Il y a ces jours-ci deux excellentes raisons de grimper sur le toit de la Grande Arche de la Défense, réouvert au début du mois. D’une part on y respire un peu d’air frais en profitant d’une vue époustouflante sur Paris et la région parisienne. D’autre part – et cette part-là est encore plus spectaculaire – est présenté à l’Arche du Photojournalisme, vaste espace d’exposition qui vient d’être créé juste sous le toit, le travail fascinant de Stephanie Sinclair. Cette photographe américaine a passé près de quinze ans à documenter une atrocité silencieuse : les mariages forcés de fillettes, une pratique qui sévit de l’Afghanistan aux États-Unis, du Népal à l’Éthiopie, de l’Inde au Yémen (au total une cinquantaine de pays), et qui touche des milliers d’enfants… chaque jour.
Pour Stephanie Sinclair, tout commence en 2003 lorsqu’elle constate qu’en Afghanistan certaines fillettes préfèrent s’immoler plutôt que d’être mariées de force (dès l’âge de neuf ans !) à des hommes beaucoup plus âgés. Son oeil commence alors un long combat. Et quel œil ! Ses images sont d’une beauté tout à fait proportionnelle à l’intensité des drames dont elles rendent compte. Le regard est saisi, puis il se porte vers les “cartons” accompagnant les photos, et c’est ainsi que l’on découvre l’ampleur et l’horreur de ces unions forcées qui voient 39 000 filles mariées chaque jour contre leur gré (une toutes les 2 secondes !). L’image a fait son travail. Mais ce n’est pas tout : après avoir publié ses reportages dans divers magazines, dont National Geographic, Sinclair a créé une ONG, Too Young To Wed, pour défendre protéger les droits des petites filles et empêcher les mariages d’enfants. Elle a depuis acquis de nombreuses personnalités à cette cause.
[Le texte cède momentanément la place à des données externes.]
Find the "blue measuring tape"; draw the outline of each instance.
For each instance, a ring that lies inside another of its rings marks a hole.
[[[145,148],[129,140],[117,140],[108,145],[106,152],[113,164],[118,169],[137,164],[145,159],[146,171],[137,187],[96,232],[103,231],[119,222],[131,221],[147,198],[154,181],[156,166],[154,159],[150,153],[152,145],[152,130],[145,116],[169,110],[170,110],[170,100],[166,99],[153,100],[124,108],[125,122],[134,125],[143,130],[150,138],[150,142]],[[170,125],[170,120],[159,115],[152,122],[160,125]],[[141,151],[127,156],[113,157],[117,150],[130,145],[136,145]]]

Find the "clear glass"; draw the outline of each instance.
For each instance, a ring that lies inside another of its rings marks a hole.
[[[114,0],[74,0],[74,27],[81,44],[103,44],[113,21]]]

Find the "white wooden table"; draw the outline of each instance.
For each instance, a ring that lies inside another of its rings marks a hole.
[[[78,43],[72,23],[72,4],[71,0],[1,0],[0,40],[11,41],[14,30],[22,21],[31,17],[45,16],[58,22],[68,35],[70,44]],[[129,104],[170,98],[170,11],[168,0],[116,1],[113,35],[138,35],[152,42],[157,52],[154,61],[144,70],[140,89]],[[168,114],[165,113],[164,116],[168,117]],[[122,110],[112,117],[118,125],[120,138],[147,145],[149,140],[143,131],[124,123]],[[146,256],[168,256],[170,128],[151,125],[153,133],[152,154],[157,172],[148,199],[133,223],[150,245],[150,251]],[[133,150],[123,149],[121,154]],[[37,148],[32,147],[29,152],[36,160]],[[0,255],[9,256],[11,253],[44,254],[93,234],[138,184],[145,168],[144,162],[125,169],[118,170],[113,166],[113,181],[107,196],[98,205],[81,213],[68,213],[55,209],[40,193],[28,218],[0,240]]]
Bizarrement, le travail de Stephanie Sinclair n’avait jamais été présenté en France, en dehors d’une expo en 2012 à Perpignan dans le cadre du Festival Visa pour l’Image que dirige Jean-François Leroy. Qu’on le retrouve à l’Arche du Photojournalisme (mais cette fois via une expo bien plus étoffée : 175 magnifiques tirages et des reportages vidéos) n’est pas un hasard : ce nouvel espace permanent dédié à la photo a été confié à Leroy, qui présentera ici des images plus axées sur l’actu que ne le font les autres espaces parisiens (le BAL, la Maison européenne de la Photographie ou encore le Jeu de Paume), avec pour objectif d’être le plus réactif possible aux événements qui secouent la planète spectaculairement ou plus discrètement. Chaque trimestre sera programmée une exposition d’une figure majeure ou d’un jeune talent. Il y aura également des rétrospectives et des conférences, le tout sur 1200 m2 perchés dans le ciel.
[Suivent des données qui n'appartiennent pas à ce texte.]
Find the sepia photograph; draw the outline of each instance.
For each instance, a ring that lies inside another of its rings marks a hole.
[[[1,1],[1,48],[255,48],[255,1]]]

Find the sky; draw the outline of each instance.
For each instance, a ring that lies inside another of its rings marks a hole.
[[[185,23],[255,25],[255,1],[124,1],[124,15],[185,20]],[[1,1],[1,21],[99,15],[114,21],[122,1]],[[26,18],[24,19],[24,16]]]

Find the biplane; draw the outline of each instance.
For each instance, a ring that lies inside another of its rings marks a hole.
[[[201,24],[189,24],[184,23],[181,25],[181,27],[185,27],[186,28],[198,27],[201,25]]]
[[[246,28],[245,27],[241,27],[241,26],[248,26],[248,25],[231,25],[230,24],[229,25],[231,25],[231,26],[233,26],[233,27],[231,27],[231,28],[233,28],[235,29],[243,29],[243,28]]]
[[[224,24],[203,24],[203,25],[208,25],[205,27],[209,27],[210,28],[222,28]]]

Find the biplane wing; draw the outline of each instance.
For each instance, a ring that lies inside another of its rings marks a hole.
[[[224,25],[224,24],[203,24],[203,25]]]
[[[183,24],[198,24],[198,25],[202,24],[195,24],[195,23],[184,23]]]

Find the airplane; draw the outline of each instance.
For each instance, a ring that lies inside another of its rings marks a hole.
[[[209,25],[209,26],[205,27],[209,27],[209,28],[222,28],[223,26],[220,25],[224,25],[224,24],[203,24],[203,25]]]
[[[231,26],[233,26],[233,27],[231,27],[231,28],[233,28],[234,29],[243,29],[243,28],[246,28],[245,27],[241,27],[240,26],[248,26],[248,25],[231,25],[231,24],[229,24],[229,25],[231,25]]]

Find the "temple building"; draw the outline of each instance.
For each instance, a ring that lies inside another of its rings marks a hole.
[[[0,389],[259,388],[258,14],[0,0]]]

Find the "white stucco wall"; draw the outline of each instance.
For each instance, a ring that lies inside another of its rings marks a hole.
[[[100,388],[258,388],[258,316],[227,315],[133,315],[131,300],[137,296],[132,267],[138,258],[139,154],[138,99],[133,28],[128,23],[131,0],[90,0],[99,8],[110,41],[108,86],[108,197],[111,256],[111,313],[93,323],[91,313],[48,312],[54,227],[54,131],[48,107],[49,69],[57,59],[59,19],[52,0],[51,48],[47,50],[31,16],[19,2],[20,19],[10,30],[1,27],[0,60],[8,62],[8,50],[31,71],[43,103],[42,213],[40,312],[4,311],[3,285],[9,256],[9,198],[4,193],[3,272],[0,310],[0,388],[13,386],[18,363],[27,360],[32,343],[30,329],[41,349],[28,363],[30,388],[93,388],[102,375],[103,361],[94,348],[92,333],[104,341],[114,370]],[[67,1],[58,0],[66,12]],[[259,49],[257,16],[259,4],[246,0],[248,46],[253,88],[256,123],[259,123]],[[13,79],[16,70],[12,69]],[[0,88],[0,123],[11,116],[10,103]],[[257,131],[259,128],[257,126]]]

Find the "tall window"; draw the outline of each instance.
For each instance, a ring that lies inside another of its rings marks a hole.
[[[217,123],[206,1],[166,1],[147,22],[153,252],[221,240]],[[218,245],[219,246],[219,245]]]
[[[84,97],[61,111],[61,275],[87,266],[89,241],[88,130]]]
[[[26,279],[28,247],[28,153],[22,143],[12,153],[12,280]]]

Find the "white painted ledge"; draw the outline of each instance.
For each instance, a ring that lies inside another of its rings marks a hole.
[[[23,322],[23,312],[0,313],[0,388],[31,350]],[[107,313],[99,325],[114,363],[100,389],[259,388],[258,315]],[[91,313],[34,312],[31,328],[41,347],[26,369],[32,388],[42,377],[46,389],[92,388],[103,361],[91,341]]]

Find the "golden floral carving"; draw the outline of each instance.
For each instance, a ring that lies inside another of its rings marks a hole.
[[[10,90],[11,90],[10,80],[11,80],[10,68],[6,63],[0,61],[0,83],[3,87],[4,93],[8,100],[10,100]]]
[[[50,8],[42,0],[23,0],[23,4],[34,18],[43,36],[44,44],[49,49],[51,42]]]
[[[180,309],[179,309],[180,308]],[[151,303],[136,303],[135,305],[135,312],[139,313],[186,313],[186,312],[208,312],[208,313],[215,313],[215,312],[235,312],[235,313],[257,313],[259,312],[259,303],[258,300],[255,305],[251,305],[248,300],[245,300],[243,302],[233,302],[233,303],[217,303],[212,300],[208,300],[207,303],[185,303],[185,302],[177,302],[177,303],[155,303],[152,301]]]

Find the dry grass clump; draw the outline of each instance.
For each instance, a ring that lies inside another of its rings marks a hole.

En parallèle à l’expo « Too young to wed » est ainsi présenté un hommage au grand Stanley Green, décédé le mois dernier. En septembre, c’est le travail de Eugene Richards qui succédera à celui de Stephanie Sinclair.
Bien sûr, il faudra aller jusqu’à la Défense et acquitter une somme non négligeable (19 €) pour grimper sur le toit. Mais pour ce prix-là, l’œil aura droit à une double vision panoramique : sur Paris et sur le monde tel qu’il va.
Édouard Launet
Photographie
« Too Young To Wed – Mariées trop jeunes » de Stephanie Sinclair à l’Arche du Photojournalisme, jusqu’au 24 septembre. Ouvert tous les jours de 9h30 à 18h30. Tarifs : 15 € pour l’accès au toit de la Grande Arche, et 4 € pour l’expo.